Explain how one might estimate the revenue growth rate of Tesla in the extraordinary growth
period and in the stable growth period.
c. Assume a sales growth rate of 35% from year 1 to year 5, then from year 6, we assume the
sales growth will drop linearly to 2.23% in year 10. After year 10, the sales growth rate will
remain at 2.23%. Fill in the revenue growth rate in Excel “Valuation Output”.

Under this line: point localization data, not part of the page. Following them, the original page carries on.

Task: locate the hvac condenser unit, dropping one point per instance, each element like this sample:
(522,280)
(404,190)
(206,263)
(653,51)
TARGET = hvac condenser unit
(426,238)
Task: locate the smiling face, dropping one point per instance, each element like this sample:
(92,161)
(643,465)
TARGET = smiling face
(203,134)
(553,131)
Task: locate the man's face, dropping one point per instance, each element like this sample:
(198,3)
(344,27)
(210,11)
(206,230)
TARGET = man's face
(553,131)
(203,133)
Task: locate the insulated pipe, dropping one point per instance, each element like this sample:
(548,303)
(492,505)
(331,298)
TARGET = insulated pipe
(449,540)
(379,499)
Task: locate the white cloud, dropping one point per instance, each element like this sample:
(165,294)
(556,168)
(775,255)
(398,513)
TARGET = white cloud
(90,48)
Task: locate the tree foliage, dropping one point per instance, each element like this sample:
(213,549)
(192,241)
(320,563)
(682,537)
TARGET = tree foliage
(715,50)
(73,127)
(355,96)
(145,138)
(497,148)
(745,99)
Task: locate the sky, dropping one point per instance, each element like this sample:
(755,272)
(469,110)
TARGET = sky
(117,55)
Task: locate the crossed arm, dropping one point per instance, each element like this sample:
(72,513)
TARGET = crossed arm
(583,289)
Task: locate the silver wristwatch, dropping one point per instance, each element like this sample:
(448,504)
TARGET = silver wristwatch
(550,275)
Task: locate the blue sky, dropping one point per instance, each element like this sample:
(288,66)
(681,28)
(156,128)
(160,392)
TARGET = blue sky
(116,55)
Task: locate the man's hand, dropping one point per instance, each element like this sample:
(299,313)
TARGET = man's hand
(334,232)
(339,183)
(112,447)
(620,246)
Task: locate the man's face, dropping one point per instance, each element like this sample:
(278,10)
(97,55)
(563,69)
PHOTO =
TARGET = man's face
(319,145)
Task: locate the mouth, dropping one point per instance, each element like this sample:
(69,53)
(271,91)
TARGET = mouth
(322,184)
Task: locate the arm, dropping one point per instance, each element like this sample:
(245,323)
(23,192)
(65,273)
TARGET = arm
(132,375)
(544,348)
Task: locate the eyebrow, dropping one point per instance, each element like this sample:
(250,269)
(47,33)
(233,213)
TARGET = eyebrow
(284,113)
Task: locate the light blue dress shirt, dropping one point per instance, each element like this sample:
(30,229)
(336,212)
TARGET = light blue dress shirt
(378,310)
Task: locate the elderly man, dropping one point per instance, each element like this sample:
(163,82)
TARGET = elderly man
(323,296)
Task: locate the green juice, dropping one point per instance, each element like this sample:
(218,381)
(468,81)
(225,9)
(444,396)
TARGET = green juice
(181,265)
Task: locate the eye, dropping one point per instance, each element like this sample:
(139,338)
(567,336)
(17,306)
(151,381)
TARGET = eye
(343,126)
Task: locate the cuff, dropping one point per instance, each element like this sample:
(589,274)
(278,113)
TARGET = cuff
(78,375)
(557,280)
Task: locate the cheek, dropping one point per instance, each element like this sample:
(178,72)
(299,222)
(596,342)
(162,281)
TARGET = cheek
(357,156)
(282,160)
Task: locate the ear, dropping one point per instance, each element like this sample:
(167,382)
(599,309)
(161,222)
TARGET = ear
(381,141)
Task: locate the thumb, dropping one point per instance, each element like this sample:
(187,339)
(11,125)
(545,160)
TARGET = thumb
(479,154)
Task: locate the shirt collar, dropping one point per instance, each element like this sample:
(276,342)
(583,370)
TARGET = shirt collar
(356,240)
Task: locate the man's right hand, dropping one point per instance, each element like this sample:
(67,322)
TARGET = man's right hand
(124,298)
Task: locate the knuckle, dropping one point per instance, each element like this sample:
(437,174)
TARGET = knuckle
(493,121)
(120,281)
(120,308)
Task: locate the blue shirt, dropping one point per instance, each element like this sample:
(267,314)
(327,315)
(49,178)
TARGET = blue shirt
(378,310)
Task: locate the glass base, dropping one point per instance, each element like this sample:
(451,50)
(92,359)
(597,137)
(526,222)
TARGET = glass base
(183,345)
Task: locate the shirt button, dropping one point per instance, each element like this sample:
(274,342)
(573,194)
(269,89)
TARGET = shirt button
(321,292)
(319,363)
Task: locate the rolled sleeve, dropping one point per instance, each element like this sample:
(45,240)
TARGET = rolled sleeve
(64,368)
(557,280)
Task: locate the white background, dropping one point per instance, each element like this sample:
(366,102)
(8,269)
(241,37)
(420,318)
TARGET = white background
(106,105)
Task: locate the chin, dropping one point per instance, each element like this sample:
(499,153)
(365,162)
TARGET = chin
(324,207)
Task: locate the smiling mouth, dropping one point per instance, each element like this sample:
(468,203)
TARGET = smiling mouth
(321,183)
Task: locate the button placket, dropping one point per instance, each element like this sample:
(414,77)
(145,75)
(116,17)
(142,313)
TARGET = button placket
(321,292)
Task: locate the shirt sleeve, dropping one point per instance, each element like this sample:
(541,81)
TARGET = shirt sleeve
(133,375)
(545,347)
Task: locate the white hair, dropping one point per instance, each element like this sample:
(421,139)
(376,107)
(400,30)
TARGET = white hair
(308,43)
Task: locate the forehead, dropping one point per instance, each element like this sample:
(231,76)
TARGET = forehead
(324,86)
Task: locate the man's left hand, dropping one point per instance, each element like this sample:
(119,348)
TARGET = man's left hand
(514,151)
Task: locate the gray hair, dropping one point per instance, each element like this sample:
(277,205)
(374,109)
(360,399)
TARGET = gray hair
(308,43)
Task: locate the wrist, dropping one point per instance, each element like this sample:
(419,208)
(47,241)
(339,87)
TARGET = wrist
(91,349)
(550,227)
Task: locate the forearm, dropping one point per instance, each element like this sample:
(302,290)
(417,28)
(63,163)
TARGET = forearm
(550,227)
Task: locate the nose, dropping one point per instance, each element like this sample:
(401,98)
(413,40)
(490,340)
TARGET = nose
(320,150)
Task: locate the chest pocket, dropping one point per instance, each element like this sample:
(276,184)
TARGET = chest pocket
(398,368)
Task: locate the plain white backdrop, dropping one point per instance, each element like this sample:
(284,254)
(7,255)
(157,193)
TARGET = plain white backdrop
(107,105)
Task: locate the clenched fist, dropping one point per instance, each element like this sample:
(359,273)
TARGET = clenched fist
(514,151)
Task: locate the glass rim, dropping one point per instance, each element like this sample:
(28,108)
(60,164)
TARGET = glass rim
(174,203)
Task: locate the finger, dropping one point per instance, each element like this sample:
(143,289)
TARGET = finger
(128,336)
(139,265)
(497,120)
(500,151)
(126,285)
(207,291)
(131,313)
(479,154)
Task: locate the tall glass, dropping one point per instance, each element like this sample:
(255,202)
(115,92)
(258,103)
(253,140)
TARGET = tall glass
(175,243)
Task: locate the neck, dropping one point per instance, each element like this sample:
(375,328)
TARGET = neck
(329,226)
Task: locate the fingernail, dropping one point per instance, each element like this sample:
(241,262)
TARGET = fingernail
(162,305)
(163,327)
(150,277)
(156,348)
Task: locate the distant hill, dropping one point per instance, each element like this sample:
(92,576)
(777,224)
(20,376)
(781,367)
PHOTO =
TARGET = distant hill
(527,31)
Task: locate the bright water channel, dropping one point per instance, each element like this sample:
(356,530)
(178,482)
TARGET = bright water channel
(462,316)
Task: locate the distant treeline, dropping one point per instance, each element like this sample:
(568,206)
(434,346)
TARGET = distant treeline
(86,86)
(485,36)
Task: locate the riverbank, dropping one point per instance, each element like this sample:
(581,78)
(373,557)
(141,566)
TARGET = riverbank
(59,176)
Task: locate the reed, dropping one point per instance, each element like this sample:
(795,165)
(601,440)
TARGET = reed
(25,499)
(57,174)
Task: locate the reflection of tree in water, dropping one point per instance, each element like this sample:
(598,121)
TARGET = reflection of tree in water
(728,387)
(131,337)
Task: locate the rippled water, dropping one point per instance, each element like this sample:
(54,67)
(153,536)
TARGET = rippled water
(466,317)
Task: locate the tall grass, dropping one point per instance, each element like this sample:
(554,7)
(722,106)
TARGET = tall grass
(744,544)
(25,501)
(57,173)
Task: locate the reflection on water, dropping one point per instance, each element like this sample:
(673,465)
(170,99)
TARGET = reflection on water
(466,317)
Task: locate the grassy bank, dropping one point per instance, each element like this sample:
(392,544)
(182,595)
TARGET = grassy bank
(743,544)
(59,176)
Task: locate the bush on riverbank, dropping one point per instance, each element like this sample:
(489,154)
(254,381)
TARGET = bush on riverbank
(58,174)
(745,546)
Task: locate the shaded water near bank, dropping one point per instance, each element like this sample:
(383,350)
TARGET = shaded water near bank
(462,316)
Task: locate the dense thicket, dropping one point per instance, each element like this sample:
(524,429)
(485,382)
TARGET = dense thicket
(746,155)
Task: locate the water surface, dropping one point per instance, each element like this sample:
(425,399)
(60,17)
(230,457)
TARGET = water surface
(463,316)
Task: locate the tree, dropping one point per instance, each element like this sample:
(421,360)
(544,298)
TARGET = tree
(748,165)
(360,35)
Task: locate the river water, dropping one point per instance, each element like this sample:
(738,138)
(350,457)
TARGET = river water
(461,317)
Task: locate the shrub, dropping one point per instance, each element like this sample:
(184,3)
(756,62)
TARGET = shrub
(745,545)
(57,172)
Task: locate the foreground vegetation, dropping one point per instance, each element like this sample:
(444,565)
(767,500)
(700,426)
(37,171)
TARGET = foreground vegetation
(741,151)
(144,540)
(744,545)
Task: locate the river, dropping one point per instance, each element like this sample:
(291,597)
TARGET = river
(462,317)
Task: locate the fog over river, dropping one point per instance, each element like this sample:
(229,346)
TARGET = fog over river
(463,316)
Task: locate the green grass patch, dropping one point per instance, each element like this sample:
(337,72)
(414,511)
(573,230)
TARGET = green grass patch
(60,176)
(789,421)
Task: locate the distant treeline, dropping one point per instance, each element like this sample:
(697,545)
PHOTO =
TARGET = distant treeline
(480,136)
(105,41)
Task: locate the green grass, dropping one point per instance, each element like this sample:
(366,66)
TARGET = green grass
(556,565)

d. We assume Tesla in year 10 will reach a target operating margin. Explain how to find the
target operating margin.
e. Assume the target operating margin is 12% in year 10. Assume the operating margin of Tesla
will move linearly toward the target operating margin. Fill in the operating margin from year 1 to
year 10.
f. We need to reinvest capital to sustain the sales growth rate. Explain how to find a target sales-
to-capital ratio.
g. Assume the target sales-to-capital ratio is 2.24. For Tesla, do you think this is a reasonable
target sales-to-capital ratio? Explain your answers.
Step 4. Cash flow forecast
a. Based on the above three steps, find the FCFF from year 1 to year 10.
b. The cost of capital we estimated in Step 1 should be the current cost of capital. As the firm
moves to the stable growth, the cost of capital will also change. Assume, from year 1 to year 5, a
cost of capital equal to the current cost of capital. From year 6 to year 10, assume the cost of
capital will linearly reduce to the stable cost of capital, with the stable cost of capital= Current
cost of capital -1%. Fill in the cost of capital in Excel “Valuation Output”.
c. Calculate the value of equity/share using all the information above.